Umas poucas palavras especificamente sobre a questão dos editais de patrocínio. Se o governo (falo genericamente e incluo o federal, os estaduais e os municipais neste bolo) não descarregar um caminhão de dinheiro, e dos grandes, a situação de quem depende dos editais para conseguir realizar os seus espetáculos só tende a piorar. Os editais foram inventados ou instituídos ou incrementados, sob o pretexto de democratizar a aplicação dos recursos públicos. A maior parte do dinheiro dos patrocínios para o teatro sai através da aplicação direta das Leis de Incentivo. Sabe-se que uma meia dúzia de agentes de empresas, captadores de recursos profissionais, produtores bem relacionados e seus prepostos, concentram a maior parte desse dinheiro. Os editais seriam uma forma de dar uma maior transparência ao processo de concessão dos patrocínios e estabelecer regras que colocassem os interessados em maior igualdade de condições.
Pura ilusão. Porque há mais projetos do que dinheiro para realizá-los. Como a verba dos editais (em geral) é muito menor do que o que se consegue diretamente utilizando as Leis de Incentivo, e como são muito poucos os projetos contemplados (recentemente o MinC selecionou para montagem pelo Myriam Muniz apenas 4 projetos do Rio de Janeiro e 5 em São Paulo) e como além disso, a maioria dos projetos que concorrem a esses editais não têm a menor chance de obter patrocínio diretamente com a utilização das Leis de Incentivo (em especial a Rouanet), o montante de interessados não para de crescer. São muitos projetos novos a cada ano. E, além deles, os projetos que não conseguiram aprovação no ano passado, ou nos outros anteriores, continuam lá esperando a sua vez, e continuarão ainda por muito tempo.
Parece que os técnicos que elaboram os editais acreditam que os projetos que participam desse tipo de concorrência pública são realizados por artistas mais baratos que aqueles que concorrem à Rouanet. O que é outra ilusão. As fichas técnicas dos projetos podem ser as mesmas, em quaisquer dos casos. Apenas, aqui se promete pagar menos, se fará um cenário que custe menos, se colocará menos anúncios no jornal, porque justamente nos oferecem menos recursos para trabalhar. Nada, além disso. Por outro lado, também não faz sentido que um grupo de teatro em Aracaju e outro em São Paulo concorram ao mesmo valor de patrocínio para projetos parecidos. A verba de que o projeto de São Paulo necessita talvez pague dois projetos iguais em Aracaju.

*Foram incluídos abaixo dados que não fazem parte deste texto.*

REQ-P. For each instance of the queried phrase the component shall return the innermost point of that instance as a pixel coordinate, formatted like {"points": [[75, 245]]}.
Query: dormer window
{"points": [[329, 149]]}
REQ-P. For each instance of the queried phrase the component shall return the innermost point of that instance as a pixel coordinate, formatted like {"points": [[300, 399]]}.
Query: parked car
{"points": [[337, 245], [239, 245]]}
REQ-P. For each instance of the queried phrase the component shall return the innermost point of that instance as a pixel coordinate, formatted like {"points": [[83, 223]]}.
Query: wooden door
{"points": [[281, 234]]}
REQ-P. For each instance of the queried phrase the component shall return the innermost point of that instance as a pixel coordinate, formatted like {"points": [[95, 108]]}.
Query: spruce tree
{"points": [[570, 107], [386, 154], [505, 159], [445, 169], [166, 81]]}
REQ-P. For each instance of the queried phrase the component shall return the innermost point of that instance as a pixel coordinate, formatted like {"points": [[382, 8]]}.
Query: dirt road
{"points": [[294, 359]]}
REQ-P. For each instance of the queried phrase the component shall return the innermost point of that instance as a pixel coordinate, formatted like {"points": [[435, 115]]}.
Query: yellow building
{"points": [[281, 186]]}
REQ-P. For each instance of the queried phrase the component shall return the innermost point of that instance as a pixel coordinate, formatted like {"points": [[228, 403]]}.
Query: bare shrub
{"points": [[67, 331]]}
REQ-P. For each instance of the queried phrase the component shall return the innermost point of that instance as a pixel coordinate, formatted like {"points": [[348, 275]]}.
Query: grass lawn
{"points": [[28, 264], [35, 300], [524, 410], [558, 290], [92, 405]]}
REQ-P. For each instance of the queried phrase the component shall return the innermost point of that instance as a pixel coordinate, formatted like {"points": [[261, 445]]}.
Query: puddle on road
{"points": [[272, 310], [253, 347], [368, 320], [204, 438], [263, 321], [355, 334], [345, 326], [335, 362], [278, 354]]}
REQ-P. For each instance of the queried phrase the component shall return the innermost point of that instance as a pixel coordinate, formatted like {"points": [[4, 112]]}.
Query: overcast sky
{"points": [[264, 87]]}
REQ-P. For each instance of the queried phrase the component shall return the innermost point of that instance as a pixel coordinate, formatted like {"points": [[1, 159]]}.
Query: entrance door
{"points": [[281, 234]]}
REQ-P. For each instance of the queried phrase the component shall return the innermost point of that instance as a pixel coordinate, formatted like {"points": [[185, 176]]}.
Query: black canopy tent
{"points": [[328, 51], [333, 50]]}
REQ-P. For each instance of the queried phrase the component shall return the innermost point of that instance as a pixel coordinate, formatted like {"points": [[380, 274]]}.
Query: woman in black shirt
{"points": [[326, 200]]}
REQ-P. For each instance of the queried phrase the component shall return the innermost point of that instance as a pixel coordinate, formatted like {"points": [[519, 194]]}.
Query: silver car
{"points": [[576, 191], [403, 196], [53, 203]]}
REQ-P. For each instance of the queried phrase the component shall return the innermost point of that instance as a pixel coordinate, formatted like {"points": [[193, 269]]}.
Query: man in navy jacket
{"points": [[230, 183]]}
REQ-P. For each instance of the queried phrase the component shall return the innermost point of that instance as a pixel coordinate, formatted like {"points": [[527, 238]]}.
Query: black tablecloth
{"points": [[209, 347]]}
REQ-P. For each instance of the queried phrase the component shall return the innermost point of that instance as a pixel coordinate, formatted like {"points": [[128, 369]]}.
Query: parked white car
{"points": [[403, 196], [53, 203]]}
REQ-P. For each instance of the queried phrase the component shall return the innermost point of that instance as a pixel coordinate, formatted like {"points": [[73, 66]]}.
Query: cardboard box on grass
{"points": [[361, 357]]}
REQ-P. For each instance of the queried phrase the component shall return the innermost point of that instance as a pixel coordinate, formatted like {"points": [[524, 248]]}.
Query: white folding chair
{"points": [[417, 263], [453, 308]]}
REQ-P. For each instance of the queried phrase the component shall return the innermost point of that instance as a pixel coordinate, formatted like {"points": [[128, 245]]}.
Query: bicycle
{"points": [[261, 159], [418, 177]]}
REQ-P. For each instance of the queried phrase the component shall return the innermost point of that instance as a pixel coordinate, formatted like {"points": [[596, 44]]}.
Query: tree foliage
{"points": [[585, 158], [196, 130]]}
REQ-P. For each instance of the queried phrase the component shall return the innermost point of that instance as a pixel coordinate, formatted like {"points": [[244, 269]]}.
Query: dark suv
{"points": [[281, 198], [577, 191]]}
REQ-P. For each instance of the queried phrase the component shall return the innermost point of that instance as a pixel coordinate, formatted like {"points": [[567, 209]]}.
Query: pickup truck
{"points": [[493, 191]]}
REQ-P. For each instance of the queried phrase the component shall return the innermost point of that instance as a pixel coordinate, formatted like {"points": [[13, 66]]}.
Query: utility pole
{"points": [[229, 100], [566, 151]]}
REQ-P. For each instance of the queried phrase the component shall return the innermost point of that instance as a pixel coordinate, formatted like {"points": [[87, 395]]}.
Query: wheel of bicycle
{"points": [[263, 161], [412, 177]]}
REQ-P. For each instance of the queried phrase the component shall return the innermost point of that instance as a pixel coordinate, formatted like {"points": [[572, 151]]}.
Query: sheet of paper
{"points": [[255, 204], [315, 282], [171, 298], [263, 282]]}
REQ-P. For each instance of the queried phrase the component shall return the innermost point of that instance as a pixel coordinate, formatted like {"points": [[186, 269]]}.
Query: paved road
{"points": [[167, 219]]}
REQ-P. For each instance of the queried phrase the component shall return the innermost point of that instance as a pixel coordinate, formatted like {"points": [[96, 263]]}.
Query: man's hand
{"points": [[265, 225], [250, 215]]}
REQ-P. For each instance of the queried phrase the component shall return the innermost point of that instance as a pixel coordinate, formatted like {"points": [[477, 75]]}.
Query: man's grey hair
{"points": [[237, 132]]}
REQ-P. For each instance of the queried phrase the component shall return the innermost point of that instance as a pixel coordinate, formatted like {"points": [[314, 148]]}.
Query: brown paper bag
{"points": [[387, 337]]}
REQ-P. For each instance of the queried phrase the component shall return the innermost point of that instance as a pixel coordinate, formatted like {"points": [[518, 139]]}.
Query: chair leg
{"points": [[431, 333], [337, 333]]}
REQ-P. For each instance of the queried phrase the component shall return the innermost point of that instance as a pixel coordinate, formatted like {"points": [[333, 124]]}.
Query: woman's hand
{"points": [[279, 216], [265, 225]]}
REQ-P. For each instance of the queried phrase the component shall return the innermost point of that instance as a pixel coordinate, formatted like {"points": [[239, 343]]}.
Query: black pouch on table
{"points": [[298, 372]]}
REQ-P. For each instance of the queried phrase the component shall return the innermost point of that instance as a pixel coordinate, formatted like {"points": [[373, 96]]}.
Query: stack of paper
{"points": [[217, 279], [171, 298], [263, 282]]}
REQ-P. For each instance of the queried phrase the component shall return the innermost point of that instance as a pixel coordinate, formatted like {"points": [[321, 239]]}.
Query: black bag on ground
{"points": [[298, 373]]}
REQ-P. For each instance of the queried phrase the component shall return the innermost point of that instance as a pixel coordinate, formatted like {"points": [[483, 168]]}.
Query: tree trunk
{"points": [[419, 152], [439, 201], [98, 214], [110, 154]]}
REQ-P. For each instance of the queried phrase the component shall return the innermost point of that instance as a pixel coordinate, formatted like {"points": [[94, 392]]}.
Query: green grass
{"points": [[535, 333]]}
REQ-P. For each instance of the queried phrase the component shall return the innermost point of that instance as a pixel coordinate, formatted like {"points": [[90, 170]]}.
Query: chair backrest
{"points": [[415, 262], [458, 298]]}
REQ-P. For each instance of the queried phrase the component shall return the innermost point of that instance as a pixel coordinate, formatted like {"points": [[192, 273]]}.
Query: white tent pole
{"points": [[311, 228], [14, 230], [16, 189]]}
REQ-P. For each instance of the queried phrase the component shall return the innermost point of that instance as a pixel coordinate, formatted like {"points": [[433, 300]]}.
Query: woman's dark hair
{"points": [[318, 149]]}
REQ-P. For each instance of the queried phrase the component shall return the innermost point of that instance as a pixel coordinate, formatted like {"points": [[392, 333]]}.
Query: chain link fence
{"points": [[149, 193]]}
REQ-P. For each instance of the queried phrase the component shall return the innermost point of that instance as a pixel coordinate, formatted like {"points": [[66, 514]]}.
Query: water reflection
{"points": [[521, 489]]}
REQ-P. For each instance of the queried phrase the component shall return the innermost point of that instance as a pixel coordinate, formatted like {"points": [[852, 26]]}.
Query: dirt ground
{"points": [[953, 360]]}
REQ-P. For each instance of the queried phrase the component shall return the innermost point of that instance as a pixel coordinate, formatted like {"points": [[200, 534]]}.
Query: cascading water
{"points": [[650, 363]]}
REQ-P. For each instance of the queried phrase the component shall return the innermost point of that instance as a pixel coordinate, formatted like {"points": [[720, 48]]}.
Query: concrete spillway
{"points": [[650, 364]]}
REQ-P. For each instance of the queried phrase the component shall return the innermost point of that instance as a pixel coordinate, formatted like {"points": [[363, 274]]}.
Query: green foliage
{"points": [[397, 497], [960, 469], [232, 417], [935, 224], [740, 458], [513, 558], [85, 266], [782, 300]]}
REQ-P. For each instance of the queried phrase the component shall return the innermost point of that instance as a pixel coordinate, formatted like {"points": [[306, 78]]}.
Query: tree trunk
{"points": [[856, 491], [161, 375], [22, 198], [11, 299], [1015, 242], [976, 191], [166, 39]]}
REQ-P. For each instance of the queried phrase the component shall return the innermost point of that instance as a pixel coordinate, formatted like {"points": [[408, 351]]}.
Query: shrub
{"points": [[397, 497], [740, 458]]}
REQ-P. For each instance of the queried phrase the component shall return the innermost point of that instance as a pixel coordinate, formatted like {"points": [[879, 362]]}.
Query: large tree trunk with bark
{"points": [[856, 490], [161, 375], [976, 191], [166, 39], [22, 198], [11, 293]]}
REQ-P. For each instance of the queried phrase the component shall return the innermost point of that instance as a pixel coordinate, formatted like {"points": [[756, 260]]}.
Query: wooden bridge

Os editais também não garantem a suposta transparência no processo de aprovação dos projetos de teatro. As comissões que julgam os espetáculos a serem montados são quase sempre mantidas em segredo dos concorrentes. E por quê? Se os critérios de seleção são divulgados, se os projetos pertencem a artistas conhecidos (ou desconhecidos, mas que serão julgados em “igualdade de condições”) por que então os jurados não podem declarar publicamente o seu voto ou veto a esta ou aquela proposta? Não é preferível ter questionada a opinião deste ou daquele membro do júri ou a sua própria indicação como “notável” (este é o nome que lhes dá) do que ver todo o processo de seleção sob suspeita, como algumas vezes acontece?
E, por último (mas não por fim, retomaremos o assunto mais tarde) nas regras dos editais é onde mais se encontram cláusulas exigindo o menor preço possível de ingressos (com a maior quantidade possível de meias-entradas) e toda a espécie de ações de produção a que se convencionou chamar “contrapartidas sociais”. Que incluem espetáculos gratuitos, distribuição de ingressos, e, até mesmo (passei por isso recentemente) a doação de parte da bilheteria ou de sua totalidade para instituições de caridade. Aqui se vê bem presente a ilusão ou o preconceito que faz considerar as produções e artistas que se candidatam aos editais como “menores” que os outros e, portanto, mais baratos. Aqui também está bem clara a idéia generalizada de que o teatro se restringe à produção do espetáculo e sua exibição em uma pequena temporada. Pode ser também que os técnicos considerem a concessão do patrocínio um favor que se faz aos artistas.
Experimentem fazer essa conta. Coloquem cinqüenta mil reais em uma produção de teatro que ensaie sua peça durante dois meses. Depois, tentem manter viva essa mesma produção em um teatro de duzentos ou trezentos lugares a um preço médio de oito, nove reais, sem mais nenhum centavo de patrocínio. Quantas sessões essa peça terá que fazer por mês para manter o seu nível de produção? É um exercício de lógica, mas bem poderá ser real. Aqueles que tiverem uma resposta a essa questão e que sobreviverem apesar dela, esses merecem aprovação nos editais.